Evaluation of preprocessing steps to compensate for magnetic field distortions due to body movements in BOLD fMRI

Abstract

Blood oxygenation level-dependent (BOLD) functional magnetic resonance imaging (fMRI) is currently the dominant technique for non-invasive investigation of brain functions. One of the challenges with BOLD fMRI, particularly at high fields, is compensation for the effects of spatiotemporally varying magnetic field inhomogeneities (DeltaB(0)) caused by normal subject respiration and, in some studies, movement of the subject during the scan to perform tasks related to the functional paradigm. The presence of DeltaB(0) during data acquisition distorts reconstructed images and introduces extraneous fluctuations in the fMRI time series that decrease the BOLD contrast-to-noise ratio. Optimization of the fMRI data-processing pipeline to compensate for geometric distortions is of paramount importance to ensure high quality of fMRI data. To investigate DeltaB(0) caused by subject movement, echo-planar imaging scans were collected with and without concurrent motion of a phantom arm. The phantom arm was constructed and moved by the experimenter to emulate forearm motions while subjects remained still and observed a visual stimulation paradigm. These data were then subjected to eight different combinations of preprocessing steps.
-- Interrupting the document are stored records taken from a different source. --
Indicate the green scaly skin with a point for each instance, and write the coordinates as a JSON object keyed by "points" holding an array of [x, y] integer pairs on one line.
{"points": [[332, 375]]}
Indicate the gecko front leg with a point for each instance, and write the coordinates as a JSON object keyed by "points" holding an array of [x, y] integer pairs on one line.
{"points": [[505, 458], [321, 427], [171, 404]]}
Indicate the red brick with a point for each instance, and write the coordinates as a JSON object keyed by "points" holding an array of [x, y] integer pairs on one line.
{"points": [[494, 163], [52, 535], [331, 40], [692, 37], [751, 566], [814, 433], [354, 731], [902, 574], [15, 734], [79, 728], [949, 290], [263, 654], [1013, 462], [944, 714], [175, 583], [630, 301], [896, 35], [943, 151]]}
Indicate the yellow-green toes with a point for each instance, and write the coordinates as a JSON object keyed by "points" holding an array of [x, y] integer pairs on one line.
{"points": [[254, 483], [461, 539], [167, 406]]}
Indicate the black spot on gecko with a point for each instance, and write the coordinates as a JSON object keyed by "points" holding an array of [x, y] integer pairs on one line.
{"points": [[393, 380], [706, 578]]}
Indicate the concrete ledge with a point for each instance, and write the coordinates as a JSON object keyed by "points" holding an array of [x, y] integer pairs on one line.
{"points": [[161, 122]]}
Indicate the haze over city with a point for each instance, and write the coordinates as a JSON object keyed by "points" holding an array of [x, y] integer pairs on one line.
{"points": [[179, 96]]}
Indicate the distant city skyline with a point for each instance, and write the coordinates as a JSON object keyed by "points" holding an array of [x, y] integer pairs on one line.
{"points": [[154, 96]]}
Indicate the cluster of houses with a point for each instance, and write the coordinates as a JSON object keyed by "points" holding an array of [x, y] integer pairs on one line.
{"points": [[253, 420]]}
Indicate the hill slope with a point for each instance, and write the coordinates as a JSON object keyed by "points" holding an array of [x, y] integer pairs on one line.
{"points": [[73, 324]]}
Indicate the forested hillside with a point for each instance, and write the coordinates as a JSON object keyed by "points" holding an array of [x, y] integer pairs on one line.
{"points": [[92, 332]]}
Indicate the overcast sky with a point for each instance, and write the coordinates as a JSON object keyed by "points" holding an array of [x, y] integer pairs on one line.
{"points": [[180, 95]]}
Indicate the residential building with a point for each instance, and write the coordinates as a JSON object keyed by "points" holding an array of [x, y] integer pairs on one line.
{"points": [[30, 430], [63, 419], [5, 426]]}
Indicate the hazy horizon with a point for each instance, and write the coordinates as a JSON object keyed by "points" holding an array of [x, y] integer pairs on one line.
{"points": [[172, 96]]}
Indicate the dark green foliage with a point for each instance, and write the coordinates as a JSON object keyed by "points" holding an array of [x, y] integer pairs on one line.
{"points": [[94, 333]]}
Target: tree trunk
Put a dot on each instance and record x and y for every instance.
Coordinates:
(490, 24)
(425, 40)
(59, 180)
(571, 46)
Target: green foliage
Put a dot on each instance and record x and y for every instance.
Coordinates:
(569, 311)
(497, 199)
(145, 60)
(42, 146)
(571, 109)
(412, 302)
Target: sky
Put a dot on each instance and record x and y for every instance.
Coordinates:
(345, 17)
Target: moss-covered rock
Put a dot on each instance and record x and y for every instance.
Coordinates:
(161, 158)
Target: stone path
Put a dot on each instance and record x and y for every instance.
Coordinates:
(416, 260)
The best preprocessing pipeline included navigator correction, a complex phase regressor and spatial smoothing. The synergy between navigator correction and phase regression reduced geometric distortions better than either step in isolation and preconditioned the data to make them more amenable to the benefits of spatial smoothing. The combination of these steps provided a 10% increase in t-statistics compared to only navigator correction and spatial smoothing and reduced the noise and false activations in regions where no legitimate effects would occur.

FIG. 1

(a) Phantom arm and (b) the experimental set-up to replicate the movement of the subject’s arm during a reaching/grasping paradigm.

FIG. 2

Spatially varying magnetic field inhomogeneities (6 Hz peak-to-peak) in a mid-axial slice caused by the change in position of the phantom arm between its resting and grasping positions. Frequency offsets are between 3 and 4 Hz throughout much of the occipital cortex, which are at least three times the magnitude of field offsets expected from normal subject respiration.

FIG. 3

Average t-statistic for 40 movement runs normalized with respect to NC+SS (FWHM = 7.5 mm) for each run. Although there is no significant difference between NC and NC+PR, there is a 10.1% increase between NC+PR+SS and NC+SS. Error bars represent the 95% confidence intervals (CI). [NC = navigator correction; PR = phase regression; SS = spatial smoothing; raw = neither NC nor PR]

FIG. 4

Average t-statistic in control and movement runs for the raw (unprocessed) and NC+PR+SS (navigator correction, phase regression, and spatial smoothing) pipelines. Error bars represent the 95% CI. Statistically significant differences exist between the two groups both before (p < .01) and after (p < .0001) processing.

FIG. 5

Average noise variance in VOIs through subjects’ ventricles and corpus callosum, and in signal void outside the head. Error bars represent the 95% CI. Application of PR decreased noise variance in both movement and control runs. For clarity, the vertical axis is scaled differently for each VOI. [NC = navigator correction; PR = phase regression]

FIG. 6

Activation maps for a movement run from one subject processed using (a) NC and (b) NC+PR. Green arrows show regions of false activation (Type I error) that are suppressed using the PR algorithm. (c) Raw time course for the white matter VOI outlined in (a). The timing of the visual stimulus is superimposed. The noise variance is decreased by a factor of three in the white matter VOI due to the correction of the phase discontinuity beginning around 180 seconds. [NC = navigator correction; PR = phase regression]